Paylaş
Yataktan kalkınca balkona çıkıp güneşin enerjisini içime çekip, sakinleşmek için yoga yapayım dedim. (Aslında yogadan falan anlamam ama en azından bağdaş kurup oturulduğunu, başparmakla ikinci parmağın birleştirildiğini, gözlerin kapatılarak ; “om” denildiğini bir yerlerden görüp duymuştum.
Başladım “om om om om.” Nasıl konsantre olduysam, saate bir baktım; bağdaş kuralı bir saat olmuş.
Pek esnek, pek kıvrak olduğumdan ayağa kalkmak için bir hayli uğraştım çünkü resmen bacaklarım tutulmuştu.
Tam ayağa kalktım bir de ne göreyim; benim bacaklar alacalı bulacalı. Birinin orası, birinin burası mosmor. Sanki biri bacaktan girişmiş gibi, hemen aklıma o koca köpek geldi, beni yere yıktığından her yerim mosmor olmuştu.
Hayvan sevgimi tekrar gözden geçirmeye karar verip, telefona sarıldım kankalarımı aradım.
“Ne yapıyorsunuz?”
“Çabuk kalk gel, biraz önce karar verdik tekneyle Yunan adalarına gidiyoruz.
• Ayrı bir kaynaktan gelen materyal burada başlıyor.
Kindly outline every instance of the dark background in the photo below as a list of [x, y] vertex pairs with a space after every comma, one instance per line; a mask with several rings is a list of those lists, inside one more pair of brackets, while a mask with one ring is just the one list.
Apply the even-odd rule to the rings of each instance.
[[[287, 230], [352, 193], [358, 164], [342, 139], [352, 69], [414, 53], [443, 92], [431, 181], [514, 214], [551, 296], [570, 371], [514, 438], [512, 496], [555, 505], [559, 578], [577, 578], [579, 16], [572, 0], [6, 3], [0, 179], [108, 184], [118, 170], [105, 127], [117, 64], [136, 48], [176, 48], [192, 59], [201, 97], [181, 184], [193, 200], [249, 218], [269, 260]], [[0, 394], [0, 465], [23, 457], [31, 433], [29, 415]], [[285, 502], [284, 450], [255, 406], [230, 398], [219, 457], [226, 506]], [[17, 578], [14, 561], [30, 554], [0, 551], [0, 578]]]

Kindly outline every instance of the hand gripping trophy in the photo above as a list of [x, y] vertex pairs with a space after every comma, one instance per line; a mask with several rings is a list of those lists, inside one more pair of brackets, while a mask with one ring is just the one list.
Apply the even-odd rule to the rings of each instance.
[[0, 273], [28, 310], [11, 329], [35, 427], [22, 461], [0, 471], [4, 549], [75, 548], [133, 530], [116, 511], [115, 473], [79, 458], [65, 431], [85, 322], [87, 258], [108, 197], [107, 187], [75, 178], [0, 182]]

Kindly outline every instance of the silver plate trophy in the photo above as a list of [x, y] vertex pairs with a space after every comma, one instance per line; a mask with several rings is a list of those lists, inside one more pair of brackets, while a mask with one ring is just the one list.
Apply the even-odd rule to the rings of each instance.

Yarım saate Türkbükü’nün bilmem neresinde ol”
Nasıl olsa Bodrum’da kalmamı gerektirecek bir durum da kalmamıştı, gitmeye karar verdim.
Peki, ama bu mor bacaklarla nasıl bikini giyecektim? Bir şişe fondöteni bacaklarıma sürdüm, üzerine bir de pudra çektim. Böylece denize girmedikçe sorun olmayacaktı.
Verilen adrese gittiğimde baktım kimseler yok, hemen aradım.
“Tekneye bindik biz, sen orada bekle şimdi, miço botla gelip alacak seni”
Şöyle bir baktım acaba hangi teknedir diye, sonra dedim ki şu herhalde, aşk gemisi gibi olan dev teknenin yanındaki küçük gulet.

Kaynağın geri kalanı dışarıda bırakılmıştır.